Crime minister equates Newcastle pubs and clubs to 'polluters'

Crime prevention minister Norman Baker has praised Newcastle for introducing a 'late night levy' which targets the city's 'polluters'

Claire McKie Crime prevention minister Norman Baker speaks at Newcastle Civic Centre
Crime prevention minister Norman Baker speaks at Newcastle Civic Centre

Crime prevention minister Norman Baker has compared Newcastle’s pubs and clubs to polluters damaging the environment.

Visiting the city after the city council became the first authority in the country to introduce a “late night levy” on alcohol-serving establishments open beyond midnight, the Lib Dem MP said it was right that the “polluters pay” principle was applied to the evening economy.

“Generally, my view is that a safer and cleaner environment city is in the interests of both the city and traders,” said Mr Baker, who praised the “bravery” of Newcastle in introducing the new fee first. “Of course I want to see a vibrant city centre but people need to enjoy themselves in a responsible way.

“I used to be environment and there was the idea of polluters paying and it’s the same here. It’s a charge, but what alternative is there – it’s licensees social duty to help in the interests of everyone. Nobody likes to go first and I guess that a lot of councils are waiting to see what happens here. But if it’s a success, as I think it may well be, then others will follow suit.”

Mr Baker said an £11bn alcohol-related health bill, both for accident and emergency services, and care for the longer-term effects of excessive drinking, showed landlords should be contributing more.

But he rejected suggestions that the amount of alcohol supermarkets sell should have seen some form of similar levy brought against them, and dismissed the argument that pubs and clubs are already paying enough.

“I don’t think business rates should pay for these things because not all rateable properties are generating anti-social behaviour in the same way that those which contribute to excessive consumption of alcohol do,” he said.

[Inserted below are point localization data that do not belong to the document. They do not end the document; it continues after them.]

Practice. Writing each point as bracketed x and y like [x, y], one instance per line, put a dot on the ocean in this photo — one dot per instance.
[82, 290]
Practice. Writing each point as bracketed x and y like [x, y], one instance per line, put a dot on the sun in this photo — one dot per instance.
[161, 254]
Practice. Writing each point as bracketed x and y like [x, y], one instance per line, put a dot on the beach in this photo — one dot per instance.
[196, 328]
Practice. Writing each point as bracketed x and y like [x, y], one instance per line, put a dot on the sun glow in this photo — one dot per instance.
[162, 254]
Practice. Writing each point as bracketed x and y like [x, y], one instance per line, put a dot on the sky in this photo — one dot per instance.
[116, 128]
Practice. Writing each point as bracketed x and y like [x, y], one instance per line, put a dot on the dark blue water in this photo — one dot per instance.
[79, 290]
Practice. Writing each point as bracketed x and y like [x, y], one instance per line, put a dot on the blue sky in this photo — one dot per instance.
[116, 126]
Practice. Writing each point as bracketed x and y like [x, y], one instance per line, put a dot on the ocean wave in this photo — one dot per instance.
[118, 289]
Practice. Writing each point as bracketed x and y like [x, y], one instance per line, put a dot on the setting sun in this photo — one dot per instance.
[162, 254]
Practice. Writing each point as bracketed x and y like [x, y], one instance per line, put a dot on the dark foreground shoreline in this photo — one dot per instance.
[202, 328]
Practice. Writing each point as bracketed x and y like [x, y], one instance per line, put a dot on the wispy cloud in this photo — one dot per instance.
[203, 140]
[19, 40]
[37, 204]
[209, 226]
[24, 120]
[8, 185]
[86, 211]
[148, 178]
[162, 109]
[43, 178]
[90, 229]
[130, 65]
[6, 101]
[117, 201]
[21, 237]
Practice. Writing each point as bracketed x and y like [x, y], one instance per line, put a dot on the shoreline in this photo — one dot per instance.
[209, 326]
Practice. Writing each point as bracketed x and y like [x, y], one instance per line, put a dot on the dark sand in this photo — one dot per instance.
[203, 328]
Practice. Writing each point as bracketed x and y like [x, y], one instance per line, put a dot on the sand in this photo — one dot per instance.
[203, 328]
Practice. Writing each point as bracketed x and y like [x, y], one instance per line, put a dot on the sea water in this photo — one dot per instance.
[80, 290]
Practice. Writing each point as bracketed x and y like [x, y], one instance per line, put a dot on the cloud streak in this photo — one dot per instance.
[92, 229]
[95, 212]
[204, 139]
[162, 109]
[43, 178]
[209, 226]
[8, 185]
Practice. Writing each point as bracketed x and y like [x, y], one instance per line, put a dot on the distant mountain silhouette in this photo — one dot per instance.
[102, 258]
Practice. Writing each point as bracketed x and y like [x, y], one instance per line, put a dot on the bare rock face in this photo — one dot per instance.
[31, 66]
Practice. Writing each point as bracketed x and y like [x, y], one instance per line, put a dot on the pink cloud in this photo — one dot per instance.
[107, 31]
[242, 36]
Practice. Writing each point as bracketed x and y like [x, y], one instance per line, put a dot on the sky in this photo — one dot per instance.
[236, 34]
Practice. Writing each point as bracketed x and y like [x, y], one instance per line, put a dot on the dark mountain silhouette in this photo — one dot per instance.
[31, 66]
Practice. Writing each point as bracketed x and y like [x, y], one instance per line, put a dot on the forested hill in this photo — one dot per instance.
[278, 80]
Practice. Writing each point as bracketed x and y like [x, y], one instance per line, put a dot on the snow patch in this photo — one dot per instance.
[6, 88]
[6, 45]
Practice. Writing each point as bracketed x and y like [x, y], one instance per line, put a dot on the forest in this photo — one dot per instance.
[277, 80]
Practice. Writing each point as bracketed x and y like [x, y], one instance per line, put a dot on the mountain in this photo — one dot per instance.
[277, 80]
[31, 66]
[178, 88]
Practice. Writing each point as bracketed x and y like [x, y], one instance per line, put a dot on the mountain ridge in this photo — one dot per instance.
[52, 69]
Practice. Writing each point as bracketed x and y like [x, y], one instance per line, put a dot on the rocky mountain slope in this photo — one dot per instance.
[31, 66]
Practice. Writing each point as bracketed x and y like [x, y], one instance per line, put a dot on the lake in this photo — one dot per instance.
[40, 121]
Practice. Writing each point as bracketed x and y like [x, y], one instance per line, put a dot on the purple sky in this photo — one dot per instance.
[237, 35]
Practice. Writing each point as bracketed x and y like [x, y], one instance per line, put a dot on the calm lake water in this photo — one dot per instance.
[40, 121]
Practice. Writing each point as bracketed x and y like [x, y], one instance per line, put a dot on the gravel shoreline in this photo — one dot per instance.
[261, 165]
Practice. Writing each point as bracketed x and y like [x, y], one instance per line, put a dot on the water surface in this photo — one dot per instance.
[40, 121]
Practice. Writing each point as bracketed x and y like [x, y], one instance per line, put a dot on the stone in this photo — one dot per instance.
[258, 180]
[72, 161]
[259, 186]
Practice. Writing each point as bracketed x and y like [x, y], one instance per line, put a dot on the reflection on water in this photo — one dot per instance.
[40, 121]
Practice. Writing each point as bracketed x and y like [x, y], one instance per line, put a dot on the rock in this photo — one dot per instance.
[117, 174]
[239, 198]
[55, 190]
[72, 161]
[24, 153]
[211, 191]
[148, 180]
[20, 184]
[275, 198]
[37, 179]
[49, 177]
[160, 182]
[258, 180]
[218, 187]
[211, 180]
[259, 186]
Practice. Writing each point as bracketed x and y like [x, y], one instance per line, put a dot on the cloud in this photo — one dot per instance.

The minister’s comments drew fury from the city’s pub sector. Chair of the city’s Pubwatch scheme Damian Conway said: “We’re certainly not ‘polluting’ our environment in any way, shape or fashion. 19.2m people visited the region as tourists last year and a large proportion came because of the vibrant nightlife we have through bars, theatres, restaurants and cinemas. And that vibrant city centre generated £350m in income.

“Central government needs the 20% VAT that we pay them, alongside paying corporation tax, business rates, BID fees towards NE1 and now the late night levy. My question to the minister would be this: We pay all that, but where does it end? Would he like the shirt from my back?

“In the square mile of the city centre the daily average number of crimes is 18. That’s all day and all night. Where is the crime wave? I can’t find it.”